Two of the biggest positives for Visa Direct and Mastercard Send: They provide instantaneous deposits and don’t require separate registration.
Kruis paints a scenario many of us are familiar with: You’ve been approved to receive an insurance payment on a recent claim. “As opposed to waiting for a check to be delivered via mail, you can simply provide the adjuster with your debit card number and he can initiate payment, possibly even from the location of the inspection,” Kruis says.
Another advantage: Both Visa Direct and Mastercard Send support payees outside of the U.S., as well as non-banking customers, who can receive payments without a bank account if they have a prepaid debit card.
The disadvantages of Visa Direct and Mastercard Send are comparable to Zelle: They don’t support B2B payments and they might burden payers with new risks and costs.
Like Zelle needing email addresses and cellphone numbers, the Visa and MasterCard solutions require collecting and storing debit card information. Kruis points out that such data collection makes companies subject to the Payment Card Industry Data Security Standard (PCI DSS) compliance process.
“In order to reap the benefits of increased efficiency through debit card payments to individuals, there are certain safeguards that must be in place to show you’re protecting that debit card information appropriately,” he says.
With RTP, consumers and businesses can transfer funds directly between financial institutions. Unlike wire transfers and ACH payments, however, funds can move at any time — and settle instantly. This can provide significant value for organizations that can benefit from 24/7 payment processing.
RTP’s biggest benefit, however, isn’t speed. It’s data. Organizations can use this to exchange messages such as requests for payment or payment receipts, as well as remittance information like invoice and account numbers. This can help streamline account reconciliation.
“The largest pain point with current electronic transactions is often the exchange of information associated with the payment – when will the payment be made?" Kruis says. "Why the payment amount doesn’t match the billed amount? Facilitating this communication digitally should provide significant process efficiencies.”
However, both payer and payee must be RTP-ready and that could require a large IT investment. “So, the biggest risk right now for RTP is [low] adoption,” Kruis adds.
Though traditional payment options remain viable, faster payments technologies may open possibilities that are too good to miss. By applying new and emerging tools, organizations across a wide swath of industries have an opportunity to address many of their payments pain points.
But despite the optimism, these payment tools could be obsolete or unseated in the blink of an eye. Zelle, for example, is battling other alias-based payment solutions, including Venmo, PayPal, Square Cash, Google Wallet and Apple Pay Cash.

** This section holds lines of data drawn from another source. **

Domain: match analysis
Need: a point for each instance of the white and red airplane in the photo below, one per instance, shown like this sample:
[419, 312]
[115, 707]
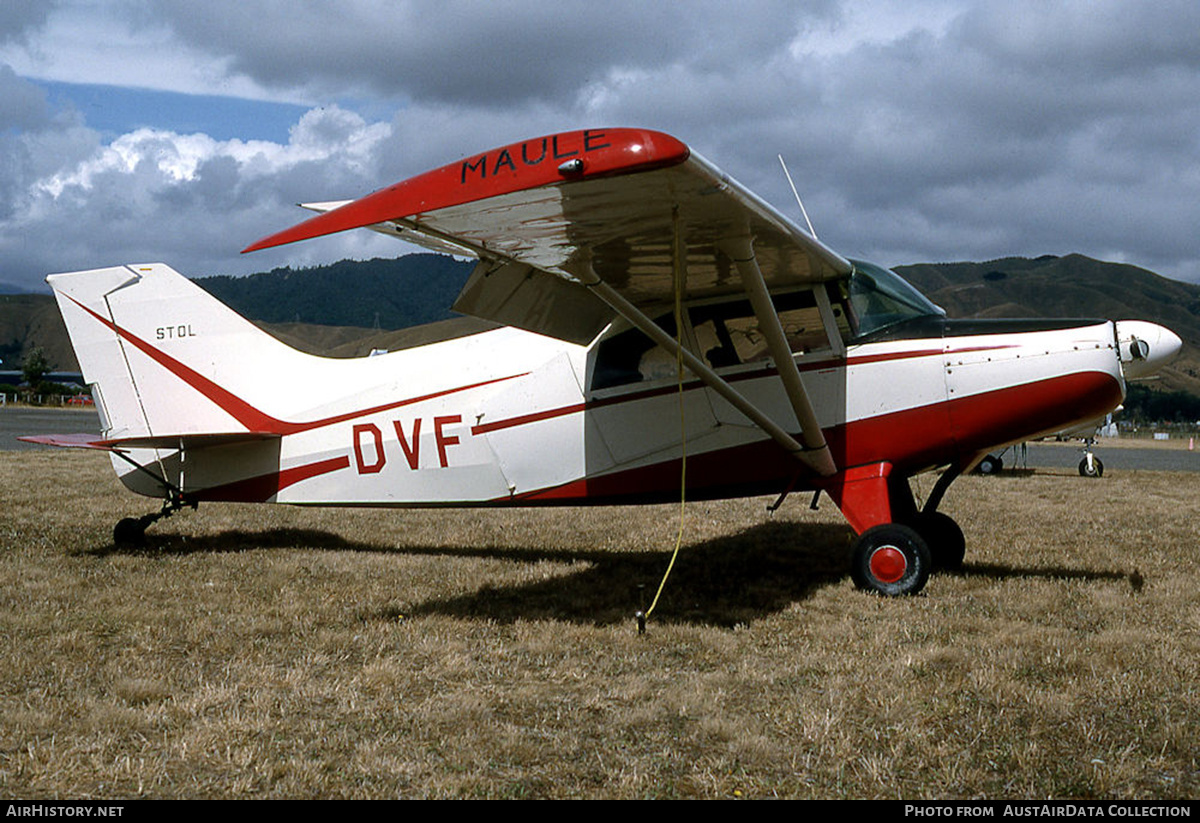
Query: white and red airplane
[655, 311]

“The payment options available in the marketplace are going to continue to evolve,” Kruis says. “Some of these innovative options being developed today may not be recognizable in the future."
For the moment, "you don’t need to bet on a winner."
“What makes sense, first and foremost, is to sit down and review your current state,” he says. “For the foreseeable future, these new payment options are going to be supplemental. Engaging a trusted partner to help you do a holistic review of your payables and receivables process will help you determine the options that make sense to insert into your process, and where it makes sense to insert them.”